Last February, Vogue writer Joan Juliet Buck offered up a singularly tone-deaf pieces of journalism — her glowing profile of the first lady of Syria landed on newsstands weeks before her husband, dictator Bashar Assad, ordered a spree of killing and torture against his citizens. After an avalanche of criticism, the piece, which described Asma Assad as “the freshest and most magnetic of first ladies” and praised her for encouraging “active citizenship” among Syrian youth, disappeared from Vogue’s website in May.

Now Buck is back with an explanation of her actions in a Newsweek piece entitled “How I Was Duped By Mrs.

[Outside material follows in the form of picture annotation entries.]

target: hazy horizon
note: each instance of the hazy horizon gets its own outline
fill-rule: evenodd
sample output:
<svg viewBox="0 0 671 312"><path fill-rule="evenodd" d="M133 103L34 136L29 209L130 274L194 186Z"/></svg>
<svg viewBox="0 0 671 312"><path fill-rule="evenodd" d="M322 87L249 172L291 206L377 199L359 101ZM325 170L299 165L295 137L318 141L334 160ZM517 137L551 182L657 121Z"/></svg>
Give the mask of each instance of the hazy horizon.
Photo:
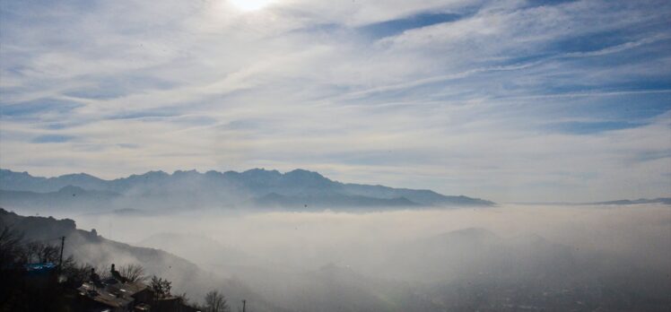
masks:
<svg viewBox="0 0 671 312"><path fill-rule="evenodd" d="M667 1L38 0L0 14L2 168L302 168L497 202L671 193Z"/></svg>

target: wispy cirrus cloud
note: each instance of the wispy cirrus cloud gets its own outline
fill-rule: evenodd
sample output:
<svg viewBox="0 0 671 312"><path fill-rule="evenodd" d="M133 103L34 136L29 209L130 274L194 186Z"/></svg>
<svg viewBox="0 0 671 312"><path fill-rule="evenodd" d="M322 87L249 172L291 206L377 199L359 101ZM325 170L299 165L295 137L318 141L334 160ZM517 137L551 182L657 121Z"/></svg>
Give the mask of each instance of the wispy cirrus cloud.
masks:
<svg viewBox="0 0 671 312"><path fill-rule="evenodd" d="M497 201L668 195L664 1L1 8L3 168L306 168Z"/></svg>

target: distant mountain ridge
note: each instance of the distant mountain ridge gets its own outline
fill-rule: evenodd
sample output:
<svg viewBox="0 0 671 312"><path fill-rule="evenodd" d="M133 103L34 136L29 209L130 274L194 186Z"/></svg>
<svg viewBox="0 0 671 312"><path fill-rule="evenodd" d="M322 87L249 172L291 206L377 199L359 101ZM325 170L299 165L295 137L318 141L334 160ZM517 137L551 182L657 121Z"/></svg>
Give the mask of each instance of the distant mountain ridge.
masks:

Assad.” Though the piece offers some new and flat-out fascinating details — including President Assad’s explanation that he became an eye doctor because, “It’s very precise, and there is very little blood” — and Buck’s self-defense that she advised Vogue editors to hold the piece, Twitter already exploded in outrage hours before the story went live online.

Buck did not return requests for comment by press time, but Newsweek editor Tina Brown wrote in an editor’s note that plenty of journalists have been seduced by promises of reform from Middle Eastern dictators, and few admit they were conned. “It is to Buck’s credit,” she wrote, “that she does.”